Zur internen Bildstabilisierung schreibt Insta360 in der Pressemitteilung "Die beste Stabilisierung aller Zeiten, jetzt integriert." Das ist sehr dick aufgetragen. Die kamerainterne Bildstabilisierung "FlowState" ist gut, aber nicht überragend. Normale Erschütterungen werden sehr gut ausgeglichen. Insofern ist die interne Stabilisierung für die meisten Anwender natürlich schon ein deutlicher Komfortgewinn, denn sie können die Videos jetzt sofort, ohne zeitraubende Nachbearbeitung, verwenden und teilen. Grenzen gibt es beispielsweise aber beim Horizontausgleich: Mit einem solchen hat Insta360 bisher sehr geworben (sogar mit 360-Grad-Horizontausgleich).
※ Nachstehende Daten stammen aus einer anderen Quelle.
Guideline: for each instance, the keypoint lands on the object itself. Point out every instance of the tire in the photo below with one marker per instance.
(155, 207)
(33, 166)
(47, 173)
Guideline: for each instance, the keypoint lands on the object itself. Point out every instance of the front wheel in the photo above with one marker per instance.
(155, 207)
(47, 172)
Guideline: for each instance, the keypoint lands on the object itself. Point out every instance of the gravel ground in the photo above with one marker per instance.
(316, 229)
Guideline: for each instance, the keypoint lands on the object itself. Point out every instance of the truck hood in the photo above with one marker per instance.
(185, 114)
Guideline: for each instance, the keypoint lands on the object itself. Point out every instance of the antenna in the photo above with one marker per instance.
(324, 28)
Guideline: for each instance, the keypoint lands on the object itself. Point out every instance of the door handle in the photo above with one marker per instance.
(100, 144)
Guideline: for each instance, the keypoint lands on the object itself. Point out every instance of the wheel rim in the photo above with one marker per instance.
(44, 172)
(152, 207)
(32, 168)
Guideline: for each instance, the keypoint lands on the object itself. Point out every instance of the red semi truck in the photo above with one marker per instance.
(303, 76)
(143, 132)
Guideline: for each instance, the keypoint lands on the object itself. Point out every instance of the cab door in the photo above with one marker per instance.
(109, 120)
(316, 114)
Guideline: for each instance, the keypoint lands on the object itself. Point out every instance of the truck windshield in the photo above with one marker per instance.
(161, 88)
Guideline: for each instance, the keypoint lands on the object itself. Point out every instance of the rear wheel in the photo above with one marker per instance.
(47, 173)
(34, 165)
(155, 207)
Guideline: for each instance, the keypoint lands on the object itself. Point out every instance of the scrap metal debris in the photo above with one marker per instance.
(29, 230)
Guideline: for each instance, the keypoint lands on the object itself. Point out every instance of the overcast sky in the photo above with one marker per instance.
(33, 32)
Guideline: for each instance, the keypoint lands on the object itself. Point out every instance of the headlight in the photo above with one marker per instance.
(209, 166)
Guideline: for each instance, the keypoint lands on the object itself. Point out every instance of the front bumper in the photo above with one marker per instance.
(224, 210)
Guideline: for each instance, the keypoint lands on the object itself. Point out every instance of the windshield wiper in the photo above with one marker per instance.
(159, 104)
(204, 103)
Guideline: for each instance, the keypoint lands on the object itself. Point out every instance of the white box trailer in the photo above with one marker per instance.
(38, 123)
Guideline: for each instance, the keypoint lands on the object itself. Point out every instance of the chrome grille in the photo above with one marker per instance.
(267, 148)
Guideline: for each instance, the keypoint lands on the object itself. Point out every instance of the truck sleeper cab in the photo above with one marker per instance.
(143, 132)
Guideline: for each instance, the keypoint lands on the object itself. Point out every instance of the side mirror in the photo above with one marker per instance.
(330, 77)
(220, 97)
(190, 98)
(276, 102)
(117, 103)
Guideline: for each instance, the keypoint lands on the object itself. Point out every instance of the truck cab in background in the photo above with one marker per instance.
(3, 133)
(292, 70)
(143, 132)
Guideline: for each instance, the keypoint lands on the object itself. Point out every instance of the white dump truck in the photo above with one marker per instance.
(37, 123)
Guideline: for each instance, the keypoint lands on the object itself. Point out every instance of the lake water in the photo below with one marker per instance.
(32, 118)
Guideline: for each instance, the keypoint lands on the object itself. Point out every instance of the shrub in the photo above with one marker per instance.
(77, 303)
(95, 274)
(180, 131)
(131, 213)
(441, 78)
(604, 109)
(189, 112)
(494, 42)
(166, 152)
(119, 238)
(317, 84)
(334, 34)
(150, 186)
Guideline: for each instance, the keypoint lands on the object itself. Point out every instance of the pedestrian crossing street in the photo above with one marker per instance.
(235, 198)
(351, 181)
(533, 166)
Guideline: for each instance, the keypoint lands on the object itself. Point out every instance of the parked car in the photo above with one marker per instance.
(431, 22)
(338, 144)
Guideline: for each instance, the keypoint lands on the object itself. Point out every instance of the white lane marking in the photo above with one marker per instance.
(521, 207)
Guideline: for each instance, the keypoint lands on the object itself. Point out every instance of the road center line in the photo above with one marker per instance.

Den kann man aber nur aktivieren, wenn man sich zuvor in den Einstellungen für die nachträgliche Stabilisierung in der App entschieden hat. In diesem Punkt ist Konkurrent GoPro ganz klar weiter: Die Hero10 schafft den Horizontausgleich bis 45° direkt in der Kamera und insgesamt ist die Stabilisierung der aktuellen GoPro-Modelle (mindestens ab Hero9 Black) deutlich leistungsfähiger als die interne Stabilisierung der Insta360 RS. Erst mit der nachträglichen Stabilisierung per App kann man, zumindest beim 4K-Boost-Kameramodul, von "bester Stabilisierung aller Zeiten" sprechen. Bei dem Dual-Lens-Panorama-Kameramodul mag das anders sein (das werden wir in einem separaten Test untersuchen).

Flowstate-Stabilisierung ist eine hochwirksame Bildstabilisierung, die Insta360 seit 2018 in seinen Panoramakameras einsetzt. Die Kameras registrieren mit einem 6-Achsen-Gyroskop permanent jede Bewegung, der sie ausgesetzt sind und zeichnen diese Information mit auf. Die nachfolgende Software (Smartphone-App oder Desktop-Programm) nutzt die Information, um das Videobild beim Stitchen Bild für Bild horizontal auszurichten und Verwackelungen und Erschütterungen herauszurechnen. Dies geht bei den 360-Grad-Kameras nur wenig zu Lasten der Bildqualität und sorgt für ein absolut ruhiges 360-Grad-Video.

  • Bild Das Insta360 ONE RS Unterwassergehäuse ermöglicht eine Tauchtiefe von bis zu 60 Metern. [Foto: Insta360]

    Das Insta360 ONE RS Unterwassergehäuse ermöglicht eine Tauchtiefe von bis zu 60 Metern. [Foto: Insta360]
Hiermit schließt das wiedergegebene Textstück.